A Pakistani man has been jailed for 40 years in a US prison after attempting to smuggle ballistic missile parts from Iran to the Houthis in Yemen.
US forces boarded an unflagged small vessel in the Arabian Sea off the coast of Somalia on January 11 2024, during a mission where two Navy Seals drowned.
Special Warfare Officer Christopher Chambers lost his grip and fell into the water during the operation while Special Warfare Officer First Class Nathan Gage Ingram jumped in to try to save him, the BBC reports.
The US boarding team found 14 individual mariners on the vessel, including the captain, Muhammad Pahlawan.
Iranian-made advanced conventional weaponry, including ballistic missile components, anti-ship cruise missile components, and a warhead, were seized during a search of the boat.
The weaponry found on the vessel was consistent with the weapons used by the Houthi rebels against military and cargo ships in the Red Sea and Gulf of Aden following the October 7 attacks, the US Department of Justice said.
Pahlawan is understood to have threatened the lives of his crew members and their families after lying to the US team that boarded the boat.
He also told other crew members to lie.
Pahlawan’s trip is understood to have been part of a larger operation from around August 2023 to January 2024 to smuggle materials from Iran to the Houthi rebels in Yemen.
He is believed to have worked with two Iranian brothers Shahab Mir’kazei, and Yunus Mir’kazei who were affiliated with Iran’s Islamic Revolutionary Guard Corps.

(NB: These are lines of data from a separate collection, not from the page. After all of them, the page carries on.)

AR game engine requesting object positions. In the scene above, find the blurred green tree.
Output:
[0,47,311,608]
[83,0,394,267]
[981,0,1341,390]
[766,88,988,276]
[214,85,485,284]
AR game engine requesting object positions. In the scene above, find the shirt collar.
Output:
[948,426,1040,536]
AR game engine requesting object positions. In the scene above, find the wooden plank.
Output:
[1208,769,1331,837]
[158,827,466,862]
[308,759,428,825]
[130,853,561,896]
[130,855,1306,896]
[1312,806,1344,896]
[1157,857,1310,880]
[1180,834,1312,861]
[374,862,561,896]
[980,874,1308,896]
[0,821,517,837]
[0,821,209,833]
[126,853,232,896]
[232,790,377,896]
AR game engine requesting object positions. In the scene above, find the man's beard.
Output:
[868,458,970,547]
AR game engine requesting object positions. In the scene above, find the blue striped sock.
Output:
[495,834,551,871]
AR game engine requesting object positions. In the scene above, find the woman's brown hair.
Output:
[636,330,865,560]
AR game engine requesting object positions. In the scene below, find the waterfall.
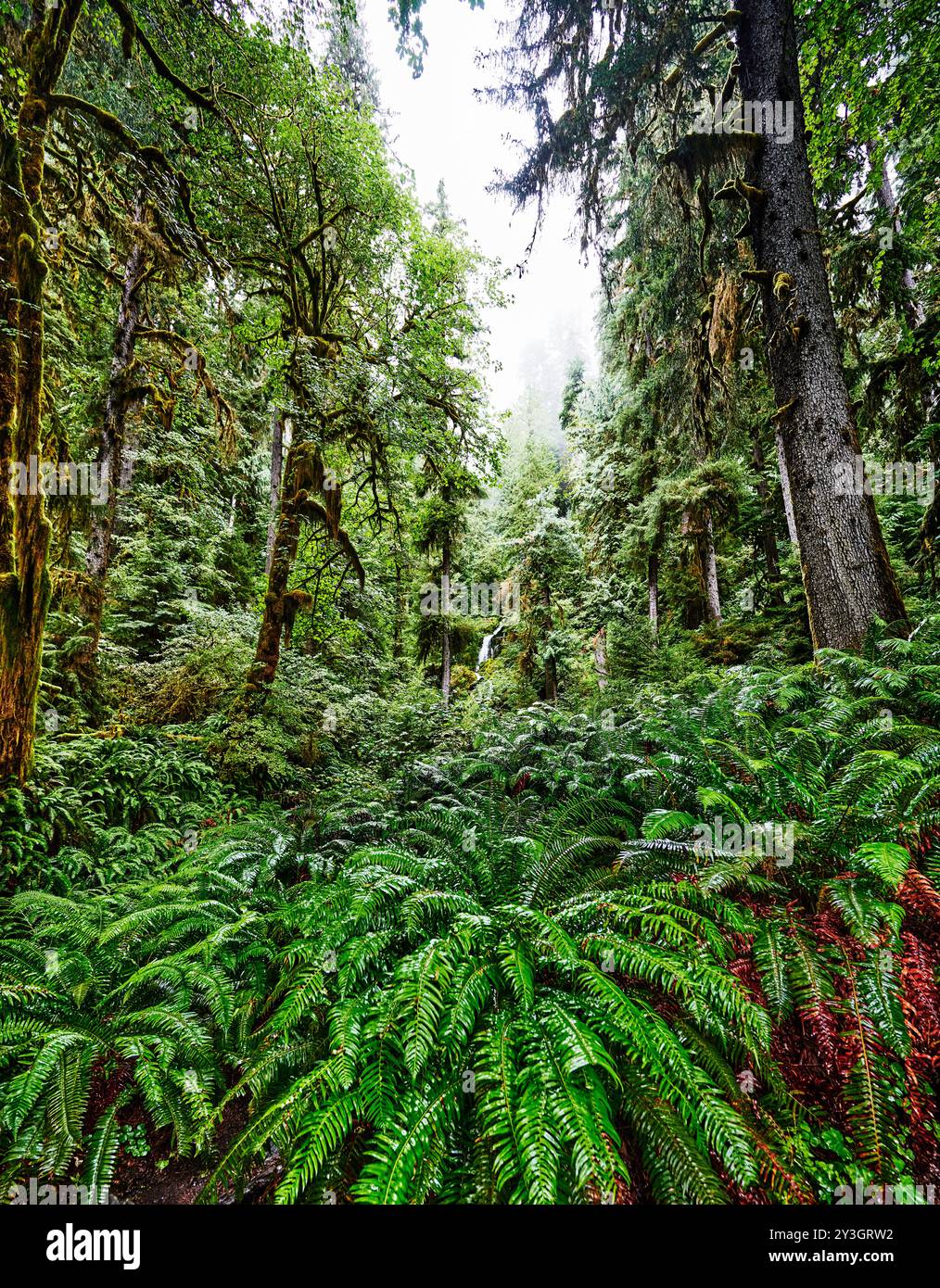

Pahlawan completed multiple smuggling voyages, coordinated and funded by the Mir’kazei brothers, by travelling with cargo from Iran to the coast of Somalia and transporting that cargo to another vessel for a nighttime ship-to-ship transfer.
He worked with the brothers to prepare the boat for these smuggling voyages, received specific coordinates from them for the ship-to-ship transfers, and received multiple payments from them for his role in the smuggling operation.
US federal prosecutors said the components found on Pahlawan's boat were "some of the most sophisticated weapon systems that Iran proliferates to other terrorist groups".
Pahlawan was sentenced on Thursday, having been previously convicted on five counts - including terrorism offences and transporting weapons of mass destruction, according to the BBC.
The broadcaster reports two of the five counts will run concurrently for 20 years while three countries will run consecutive to that, making a total of 40 years.